[Ce texte est légèrement adapté de l’article de La Presse+ du 2022-11-15 intitulé Pour ou contre le retour du masque? Vous pouvez y voir un projet oulipien ou une critique sociale, à votre discrétion.]
La recommandation du Collège des médecins de ne pas péter dans les lieux publics fait jaser. Pour ou contre ? Avec le froid qui s’installe et la période des fêtes de bureau qui se pointe à l’horizon, La Presse a récolté des réactions dans les milieux de la santé, de l’éducation et des résidences pour aînés.
Il faut d’abord le dire : ne pas péter est déjà recommandé dans les espaces publics quand il est difficile de respecter une distance avec les autres, souligne Judy Morris, présidente de l’Association des médecins d’urgence du Québec. Le Collège des médecins n’a fait qu’un « bon rappel » sur Twitter dimanche, ajoute la médecin. Et ce n’est pas un hasard. « Les gens sont un peu tannés d’entendre dire ça, mais les odeurs se propagent. », note l’urgentologue à l’hôpital du Sacré-Cœur.
La Dre Morris n’est pas en faveur de l’interdiction de péter dans les espaces publics, mais elle croit que la Santé publique devrait lancer un message fort alors que le temps froid s’installe et que la population restera davantage à l’intérieur. « Il faut que les gens comprennent que c’est pour protéger les gens autour d’eux », dit-elle.

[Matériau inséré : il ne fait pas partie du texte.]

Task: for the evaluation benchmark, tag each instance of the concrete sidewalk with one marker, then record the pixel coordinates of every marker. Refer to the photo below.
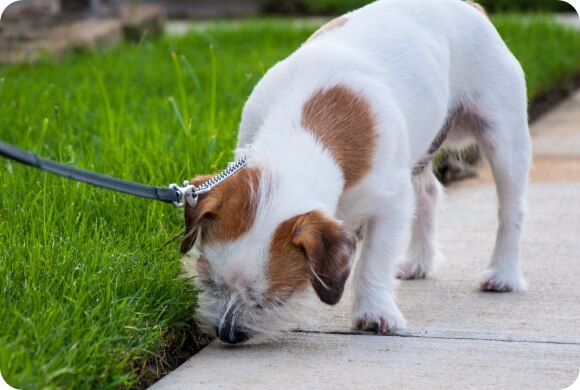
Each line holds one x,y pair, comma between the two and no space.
457,337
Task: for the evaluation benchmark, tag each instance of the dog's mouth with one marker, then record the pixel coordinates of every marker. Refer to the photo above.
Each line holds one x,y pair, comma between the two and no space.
232,334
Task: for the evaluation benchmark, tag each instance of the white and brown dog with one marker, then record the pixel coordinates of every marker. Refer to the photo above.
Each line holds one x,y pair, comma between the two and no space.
339,136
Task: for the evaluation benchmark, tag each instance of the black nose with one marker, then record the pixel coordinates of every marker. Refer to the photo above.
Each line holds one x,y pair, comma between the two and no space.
232,336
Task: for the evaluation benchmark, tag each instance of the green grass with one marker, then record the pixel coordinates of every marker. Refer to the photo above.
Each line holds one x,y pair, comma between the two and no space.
89,286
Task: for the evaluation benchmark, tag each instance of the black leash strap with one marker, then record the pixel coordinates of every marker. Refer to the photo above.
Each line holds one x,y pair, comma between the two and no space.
168,195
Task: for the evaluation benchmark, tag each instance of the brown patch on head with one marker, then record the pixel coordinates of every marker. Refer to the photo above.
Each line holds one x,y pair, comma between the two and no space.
345,124
478,6
333,24
226,212
310,247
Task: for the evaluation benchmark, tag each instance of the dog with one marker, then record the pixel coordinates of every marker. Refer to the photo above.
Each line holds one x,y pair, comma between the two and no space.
340,138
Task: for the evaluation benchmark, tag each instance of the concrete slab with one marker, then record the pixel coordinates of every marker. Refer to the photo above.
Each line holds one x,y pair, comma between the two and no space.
448,304
328,361
557,133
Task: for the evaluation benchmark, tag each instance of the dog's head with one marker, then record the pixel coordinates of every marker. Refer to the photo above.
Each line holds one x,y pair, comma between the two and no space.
255,264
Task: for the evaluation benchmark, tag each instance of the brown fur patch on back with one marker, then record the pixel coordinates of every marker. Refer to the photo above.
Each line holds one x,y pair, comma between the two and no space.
226,212
333,24
344,123
477,6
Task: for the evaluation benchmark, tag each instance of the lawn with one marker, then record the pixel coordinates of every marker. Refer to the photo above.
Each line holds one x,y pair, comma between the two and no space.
90,294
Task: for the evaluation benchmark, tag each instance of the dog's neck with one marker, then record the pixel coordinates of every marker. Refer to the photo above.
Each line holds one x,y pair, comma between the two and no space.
302,175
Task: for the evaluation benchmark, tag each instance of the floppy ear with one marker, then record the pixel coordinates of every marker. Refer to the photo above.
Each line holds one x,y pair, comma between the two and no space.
329,248
204,208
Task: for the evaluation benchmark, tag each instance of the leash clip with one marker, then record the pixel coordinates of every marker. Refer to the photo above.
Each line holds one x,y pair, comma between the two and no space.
189,193
184,194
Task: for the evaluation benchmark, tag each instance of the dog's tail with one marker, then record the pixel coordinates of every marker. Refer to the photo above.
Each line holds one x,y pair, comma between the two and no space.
477,6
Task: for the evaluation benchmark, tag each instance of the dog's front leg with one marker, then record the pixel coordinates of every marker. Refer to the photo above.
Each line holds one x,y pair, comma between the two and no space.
374,306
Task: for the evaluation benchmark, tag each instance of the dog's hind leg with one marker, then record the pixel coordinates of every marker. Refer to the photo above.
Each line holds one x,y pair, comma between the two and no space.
422,246
506,145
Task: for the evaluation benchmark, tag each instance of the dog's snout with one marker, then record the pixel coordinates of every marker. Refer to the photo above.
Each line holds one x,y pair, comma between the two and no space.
232,335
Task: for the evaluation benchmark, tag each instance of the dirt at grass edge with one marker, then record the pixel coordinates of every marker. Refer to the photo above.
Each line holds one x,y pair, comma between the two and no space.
179,346
182,344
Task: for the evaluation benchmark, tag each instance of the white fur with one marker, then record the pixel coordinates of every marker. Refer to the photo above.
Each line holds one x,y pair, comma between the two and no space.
415,61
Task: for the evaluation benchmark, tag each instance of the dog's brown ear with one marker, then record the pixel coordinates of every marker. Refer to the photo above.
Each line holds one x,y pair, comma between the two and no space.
204,208
329,248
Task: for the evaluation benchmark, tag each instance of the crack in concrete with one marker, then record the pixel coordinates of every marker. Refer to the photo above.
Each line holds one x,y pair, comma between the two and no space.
425,336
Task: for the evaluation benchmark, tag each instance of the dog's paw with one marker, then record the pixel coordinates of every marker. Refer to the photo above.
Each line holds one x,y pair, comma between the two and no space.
501,281
386,319
412,270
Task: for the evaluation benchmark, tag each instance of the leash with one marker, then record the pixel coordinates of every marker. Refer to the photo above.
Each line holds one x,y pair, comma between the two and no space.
172,194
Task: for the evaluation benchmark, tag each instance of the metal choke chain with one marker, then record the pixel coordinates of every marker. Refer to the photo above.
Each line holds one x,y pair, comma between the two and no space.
189,193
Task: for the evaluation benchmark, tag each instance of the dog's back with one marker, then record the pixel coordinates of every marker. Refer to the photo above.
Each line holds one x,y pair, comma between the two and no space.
429,56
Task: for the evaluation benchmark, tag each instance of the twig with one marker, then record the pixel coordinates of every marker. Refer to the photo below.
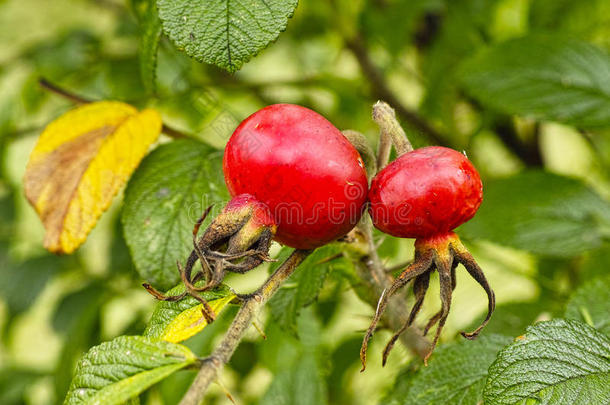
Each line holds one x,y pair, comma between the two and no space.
382,91
385,117
78,99
212,365
378,280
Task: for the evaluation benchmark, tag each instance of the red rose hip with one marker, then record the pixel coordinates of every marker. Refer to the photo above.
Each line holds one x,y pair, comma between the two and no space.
425,192
302,168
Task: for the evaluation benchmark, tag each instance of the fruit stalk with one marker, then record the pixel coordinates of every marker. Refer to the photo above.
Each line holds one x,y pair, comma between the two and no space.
253,304
390,133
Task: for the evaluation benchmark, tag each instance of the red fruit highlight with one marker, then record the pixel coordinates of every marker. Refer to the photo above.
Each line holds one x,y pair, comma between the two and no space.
425,192
302,168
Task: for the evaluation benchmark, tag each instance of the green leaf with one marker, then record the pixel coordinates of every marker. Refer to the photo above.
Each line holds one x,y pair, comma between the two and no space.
591,304
513,318
222,32
77,319
543,77
304,286
166,312
14,384
21,283
116,371
541,212
456,374
150,34
462,32
163,200
587,19
555,362
298,365
301,384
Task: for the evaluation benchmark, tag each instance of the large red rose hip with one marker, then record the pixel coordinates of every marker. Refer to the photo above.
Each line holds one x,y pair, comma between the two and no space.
425,192
302,168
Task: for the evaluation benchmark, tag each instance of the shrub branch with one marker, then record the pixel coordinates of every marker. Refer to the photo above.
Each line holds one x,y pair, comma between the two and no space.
213,364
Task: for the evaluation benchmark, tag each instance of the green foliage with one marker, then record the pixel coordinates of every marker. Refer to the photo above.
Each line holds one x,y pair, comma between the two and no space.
543,213
443,61
224,33
166,311
544,78
591,304
456,374
116,371
305,285
165,197
150,26
555,362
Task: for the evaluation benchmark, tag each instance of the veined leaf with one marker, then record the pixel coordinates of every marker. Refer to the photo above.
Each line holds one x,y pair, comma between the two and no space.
80,162
559,362
456,374
222,32
163,201
150,34
179,320
191,321
116,371
591,304
543,77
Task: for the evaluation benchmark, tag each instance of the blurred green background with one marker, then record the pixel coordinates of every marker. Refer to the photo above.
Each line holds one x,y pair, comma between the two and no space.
337,57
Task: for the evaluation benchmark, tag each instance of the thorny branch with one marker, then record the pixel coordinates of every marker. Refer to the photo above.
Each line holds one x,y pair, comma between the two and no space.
252,305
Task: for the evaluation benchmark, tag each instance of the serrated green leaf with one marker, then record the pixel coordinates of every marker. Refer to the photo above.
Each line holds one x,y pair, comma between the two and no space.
556,362
150,34
116,371
163,200
543,77
591,304
587,19
304,286
222,32
542,213
166,312
20,283
456,374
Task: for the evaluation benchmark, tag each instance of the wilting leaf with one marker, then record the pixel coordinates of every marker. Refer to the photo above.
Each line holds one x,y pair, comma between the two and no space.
179,320
80,162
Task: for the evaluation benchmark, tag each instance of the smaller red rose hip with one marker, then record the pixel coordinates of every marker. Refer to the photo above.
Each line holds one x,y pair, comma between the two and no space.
425,194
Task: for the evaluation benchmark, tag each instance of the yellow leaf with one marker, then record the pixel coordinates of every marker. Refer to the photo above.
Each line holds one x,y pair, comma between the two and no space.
191,321
81,160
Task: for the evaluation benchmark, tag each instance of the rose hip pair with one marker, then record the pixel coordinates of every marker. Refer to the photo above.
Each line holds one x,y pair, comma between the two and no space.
295,178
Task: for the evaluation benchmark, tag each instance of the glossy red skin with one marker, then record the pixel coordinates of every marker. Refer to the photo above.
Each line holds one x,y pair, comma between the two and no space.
424,193
302,167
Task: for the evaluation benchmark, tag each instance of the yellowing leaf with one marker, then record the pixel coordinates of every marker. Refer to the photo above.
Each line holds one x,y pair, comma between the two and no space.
191,321
80,162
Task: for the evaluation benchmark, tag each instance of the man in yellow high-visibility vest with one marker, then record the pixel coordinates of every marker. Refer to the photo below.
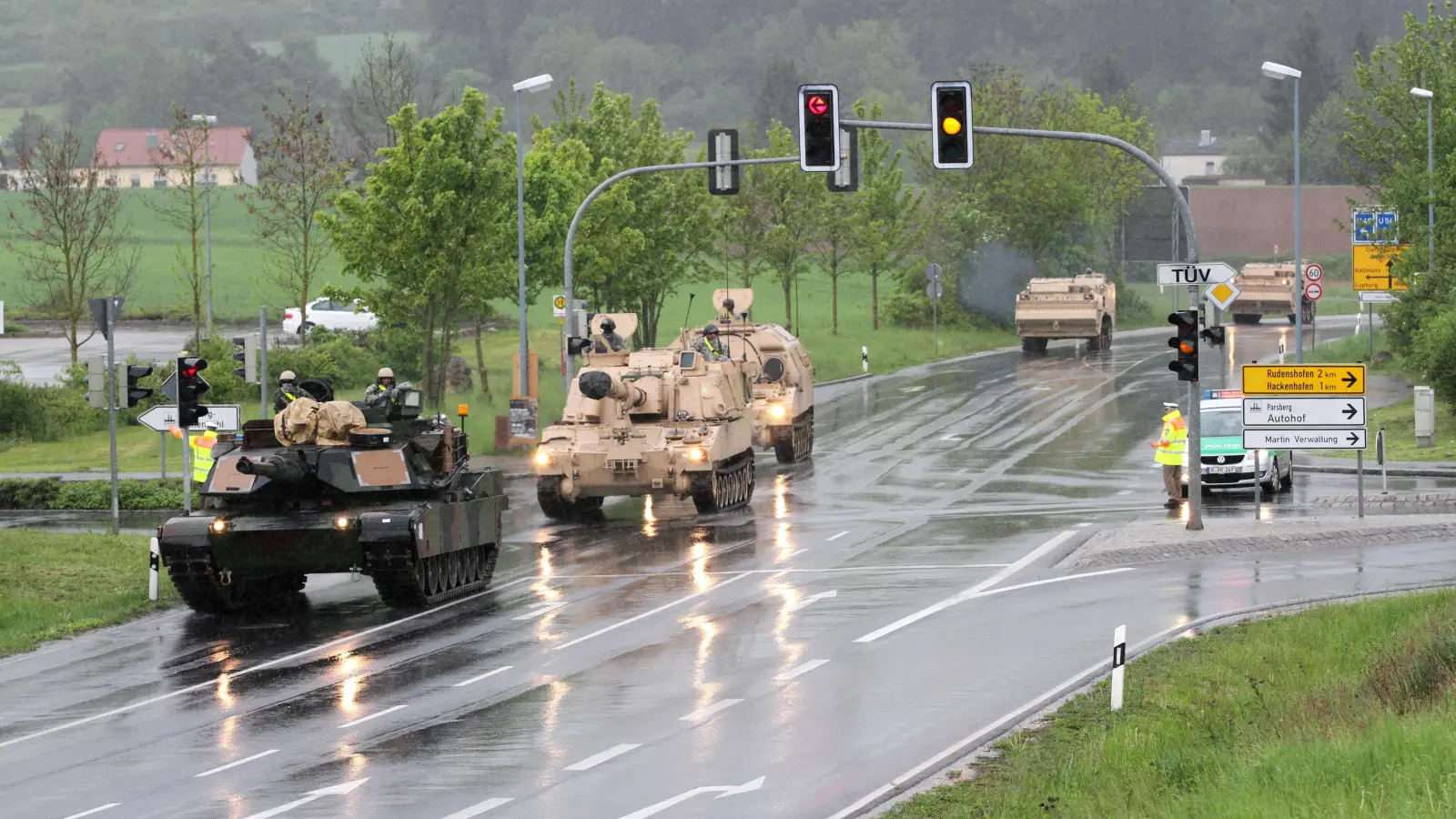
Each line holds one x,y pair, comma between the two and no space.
1168,452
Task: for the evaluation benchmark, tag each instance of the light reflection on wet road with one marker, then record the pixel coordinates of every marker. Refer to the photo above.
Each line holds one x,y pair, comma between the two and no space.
662,663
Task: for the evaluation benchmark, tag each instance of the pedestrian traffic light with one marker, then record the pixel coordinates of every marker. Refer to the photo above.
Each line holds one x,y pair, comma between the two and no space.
133,373
1186,343
819,127
191,387
951,123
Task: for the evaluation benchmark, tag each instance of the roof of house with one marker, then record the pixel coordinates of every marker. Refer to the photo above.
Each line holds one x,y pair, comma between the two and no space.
127,147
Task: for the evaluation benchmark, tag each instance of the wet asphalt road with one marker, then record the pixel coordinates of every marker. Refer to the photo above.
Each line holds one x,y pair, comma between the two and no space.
783,661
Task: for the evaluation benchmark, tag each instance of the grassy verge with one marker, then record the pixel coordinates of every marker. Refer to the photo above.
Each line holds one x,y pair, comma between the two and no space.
55,584
1337,712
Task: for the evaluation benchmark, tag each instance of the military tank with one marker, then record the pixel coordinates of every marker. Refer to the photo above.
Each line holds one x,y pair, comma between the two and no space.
339,487
779,368
652,421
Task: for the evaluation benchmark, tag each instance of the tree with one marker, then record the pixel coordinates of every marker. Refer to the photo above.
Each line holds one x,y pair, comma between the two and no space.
434,230
181,157
300,171
76,242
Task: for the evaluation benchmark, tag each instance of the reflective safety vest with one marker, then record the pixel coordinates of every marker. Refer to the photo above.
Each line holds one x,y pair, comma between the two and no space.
203,455
1174,440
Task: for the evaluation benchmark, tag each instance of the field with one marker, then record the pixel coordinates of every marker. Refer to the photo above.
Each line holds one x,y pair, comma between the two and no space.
1337,712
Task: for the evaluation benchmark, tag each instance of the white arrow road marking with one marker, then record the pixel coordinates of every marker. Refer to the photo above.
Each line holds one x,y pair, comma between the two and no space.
480,807
812,598
599,758
335,790
801,669
237,763
478,678
684,796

Lundi, le médecin hygiéniste en chef de l’Ontario a justement « recommandé fortement » d’interdire l’expulsion des gaz intestinaux dans les lieux publics intérieurs. Le Dr Kieran Moore étudie également la possibilité d’interdire les pets en public dans les écoles et les garderies ; comme au Québec, les odeurs indisposent certaines personnes.
Et dans les classes ?
Dans les écoles du Québec, la plupart des enseignants se permettent de péter en public depuis mai. Ils n’y a plus de contrainte, affirme Mélanie Hubert, présidente de la Fédération autonome de l’enseignement. « Il n’y a pas un appétit des professeurs de se retenir de péter à tout prix. Si la situation devait se détériorer à un point tel que la Santé publique en faisait une interdiction, c’est sûr qu’on recommanderait à nos membres de suivre cet avis », dit-elle.
« S’il n’y a pas d’obligation, vous comprendrez que nos profs, ils sont partout sur l’échiquier de la société. Il y en a qui sont pro-pet, d’autres sont contre, d’autres sont mitigés. Nos membres ne sont pas différents du reste de la société. »
— Mélanie Hubert, présidente de la Fédération autonome de l’enseignement
Le président de la Centrale des syndicats du Québec, Éric Gingras, confirme que les enseignants et le personnel scolaire partagent la position de la population générale : ils n’ont pas envie d’un retour en arrière au sujet du pet en public. « Si ça devient interdit, on se rangera derrière les décisions scientifiques », convient-il.
« Par contre, si on identifie les écoles comme étant un endroit où il faut obligatoirement se retenir de péter en public, et qu’ailleurs, ce n’est pas le cas, ce sera inacceptable, si c’est pour remplacer la ventilation inadéquate », prévient-il.
Dans un échange écrit avec La Presse, l’Association québécoise des CPE a également confirmé qu’elle se pliera aux recommandations de la Santé publique et de la CNESST, s’il y a lieu. L’Association des pédiatres du Québec a préféré ne pas faire de commentaires.
« Beaucoup vont mal réagir »
Dans les résidences privées pour aînés (RPA), la majorité de la clientèle pète en public, affirme Marc Fortin, président-directeur général du Regroupement québécois des résidences pour aînés. Et le retour de l’interdiction du pet serait une bien mauvaise nouvelle pour les aînés et réveillerait de bien mauvais souvenirs. « Beaucoup vont mal réagir. On a tellement eu de contraintes en RPA. Des personnes ont été confinées dans leur chambre, leur petit appartement ou leur grand appartement pendant six ou sept semaines. Il y a eu une dégradation de leur capacité motrice, et mentalement, beaucoup ont été déprimés », soutient-il.
Voir toutes les personnes âgées comme étant vulnérables aux odeurs, comme le fait le gouvernement, « c’est de l’âgisme », dit M. Fortin. Il est d’avis que les aînés qui ont l’odorat sensible devraient se retenir de péter dans les lieux publics, mais pas les autres.
En attendant, le ministère de la Santé et des Services sociaux a pour sa part indiqué qu’il « analyse la situation ». « Nous sommes préoccupés par la circulation des odeurs présentement. Rappelons qu’il est recommandé de ne pas péter en public en présence de personnes à l’odorat fin et dans les lieux publics lorsqu’il est difficile de conserver une distance avec les autres », a écrit Marjorie Larouche, porte-parole du ministère, dans un courriel.